What you want is someone that has a track record of basing judicial decisions on sound judicial philosophy. It doesn't matter if the ruling went against a conventional conservative position if was based on what the law actually said and on originalist philosophy.
A good definition of stupid is doing the same thing over and over and expecting different results. The republicans have been very stupid with their nominations - they have been lucky with a very small number but more often than not, they make bad decisions.
Good???
What in the heck are you reading that indicates Miers is going to be withdrawn?
And by the way, you're wrong about your whole philosophy of elections in a republic. We elect people who we ask to do the best in THEIR judgement, not to ask them to take a poll of what WE want before they act.
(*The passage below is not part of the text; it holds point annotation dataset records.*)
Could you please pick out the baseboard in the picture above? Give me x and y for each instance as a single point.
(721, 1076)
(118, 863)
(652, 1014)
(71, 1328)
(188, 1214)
Should the President be impeached for nominating her?
Should he resign?
"... we expect the MAJORITY to act like one ..."
---->
Given that you KNOW that the Demodogs will vote 45-0 against any "very" proGun, proLife nominee --- You will get the MAJORITY which counts - the majority of senators, who include such "Republicans" as Chaffee, Snowe, Collins, Specter, McCain, and Warner --- to DEFEAT that "VERY pro-gun (2nd Amendment) and very pro-life" nominee by a MINIMUM of 51-49
I have no idea what state you are from, but you clearly must believe that the "Republican majority" is a "conservative majority".
IT IS NOT.
No, he should be fired, along with Mehlman, Gillespie, and Karen Hughes.
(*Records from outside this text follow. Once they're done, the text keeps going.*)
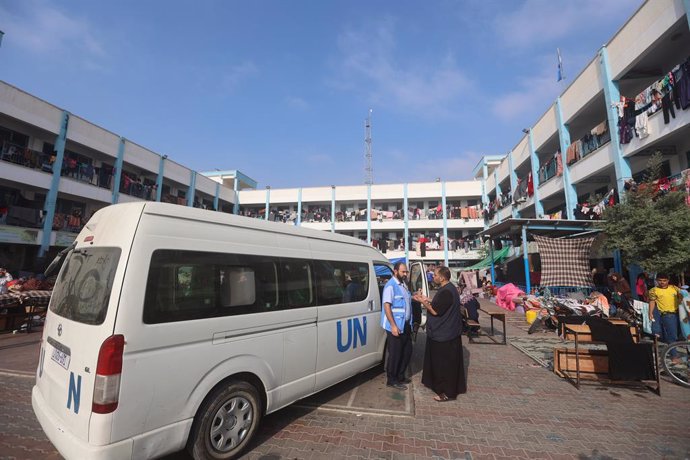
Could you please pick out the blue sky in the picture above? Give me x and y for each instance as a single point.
(280, 89)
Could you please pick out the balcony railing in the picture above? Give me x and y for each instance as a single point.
(26, 157)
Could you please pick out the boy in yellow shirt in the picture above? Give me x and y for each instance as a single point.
(664, 300)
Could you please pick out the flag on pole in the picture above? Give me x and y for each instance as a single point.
(561, 75)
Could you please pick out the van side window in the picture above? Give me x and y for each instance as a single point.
(297, 283)
(341, 282)
(186, 285)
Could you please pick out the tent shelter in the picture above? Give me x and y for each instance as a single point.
(569, 232)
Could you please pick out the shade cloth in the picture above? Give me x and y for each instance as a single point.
(498, 255)
(565, 262)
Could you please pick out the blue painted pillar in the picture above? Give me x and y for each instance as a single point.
(525, 259)
(51, 196)
(485, 196)
(445, 222)
(534, 161)
(192, 189)
(118, 170)
(498, 192)
(612, 95)
(332, 208)
(369, 213)
(491, 254)
(159, 179)
(568, 186)
(217, 195)
(236, 188)
(513, 183)
(406, 218)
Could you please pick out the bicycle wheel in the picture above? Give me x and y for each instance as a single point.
(675, 360)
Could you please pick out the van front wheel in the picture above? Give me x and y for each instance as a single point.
(226, 422)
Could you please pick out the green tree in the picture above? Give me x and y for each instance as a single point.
(651, 229)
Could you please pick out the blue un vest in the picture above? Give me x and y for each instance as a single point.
(401, 300)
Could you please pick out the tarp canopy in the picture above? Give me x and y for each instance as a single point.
(565, 262)
(383, 271)
(486, 263)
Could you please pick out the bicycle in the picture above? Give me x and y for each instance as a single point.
(676, 362)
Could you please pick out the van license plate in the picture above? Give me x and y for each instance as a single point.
(61, 358)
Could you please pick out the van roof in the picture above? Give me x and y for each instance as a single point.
(220, 218)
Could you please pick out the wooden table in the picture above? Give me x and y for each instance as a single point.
(498, 314)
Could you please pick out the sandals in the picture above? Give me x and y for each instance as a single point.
(442, 398)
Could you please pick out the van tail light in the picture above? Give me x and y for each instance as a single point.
(106, 389)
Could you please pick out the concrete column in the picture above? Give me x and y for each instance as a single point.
(534, 161)
(513, 183)
(611, 96)
(236, 188)
(568, 187)
(498, 192)
(491, 255)
(216, 196)
(406, 218)
(445, 222)
(525, 259)
(332, 208)
(159, 179)
(51, 196)
(192, 189)
(485, 195)
(118, 170)
(617, 261)
(369, 213)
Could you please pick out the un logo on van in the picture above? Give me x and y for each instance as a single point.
(356, 331)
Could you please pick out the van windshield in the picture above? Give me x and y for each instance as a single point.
(84, 284)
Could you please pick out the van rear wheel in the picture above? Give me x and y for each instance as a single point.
(226, 422)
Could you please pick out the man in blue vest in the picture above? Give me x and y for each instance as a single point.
(396, 319)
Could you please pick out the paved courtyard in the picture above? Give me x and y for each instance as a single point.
(514, 409)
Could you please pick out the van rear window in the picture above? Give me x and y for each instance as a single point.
(83, 287)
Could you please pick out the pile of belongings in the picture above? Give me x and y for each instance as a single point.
(574, 305)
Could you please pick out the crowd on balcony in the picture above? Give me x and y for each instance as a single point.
(552, 167)
(323, 214)
(668, 94)
(133, 186)
(26, 157)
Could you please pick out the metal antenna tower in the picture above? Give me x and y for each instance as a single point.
(368, 167)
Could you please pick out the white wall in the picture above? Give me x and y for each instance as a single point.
(30, 109)
(581, 91)
(546, 127)
(651, 21)
(92, 136)
(177, 173)
(141, 157)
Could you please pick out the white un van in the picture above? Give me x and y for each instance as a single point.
(173, 327)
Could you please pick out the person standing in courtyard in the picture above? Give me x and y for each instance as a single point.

Republican congressmen and senators are in the process of making the practical judgment whether to distance themselves from the president to save their skins. I don't blame them.
(After all, it's not as if he is currently championing their principles and policies domestically.)
"I have no idea what state you are from, but you clearly must believe that the "Republican majority" is a "conservative majority".
IT IS NOT."
Which is why the Republicans are going to lose the majority in the House and the Senate within the next three election cycles unless they change... Oh, and I'm from Virginia.
The Dems are beginning to actively court gun owners (generally a very conservative side of the Republican party) and if the Republicans lose that base, they will never hold the majority in Congress and they will not win the White House again for decades if even that soon.
Mike
[Kathryn Jean Lopez 10/26 08:45 AM]
Some good points, via an e-mail:
but todays article in the Post is really important assuming the quotes are in context. Miers appears to be responding to RECENT cases that her audience would have known. That means she was talking about Casey (1992) (reaffirming Roe) and Lee v. Weisman (1992) (striking down graduation prayer), and trying to put them in an understandable intellectual context. When you read the article with this in mind, it becomes painfully obvious that shes offering an intellectual justification for the outcomes in those cases both of which are anathema to conservatives. Maybe shes walked away from those views now, but theres nothing conservative about them.
Second, look carefully at her embrace of the language of the Left in her description of the debate about the protection of the unborn. Attempt to once again criminalize abortion, decide for herself those are loaded characterizations. Conservatives who find this kind of language disturbing should not be dismissed as being in a snit as the White House spokesperson suggests.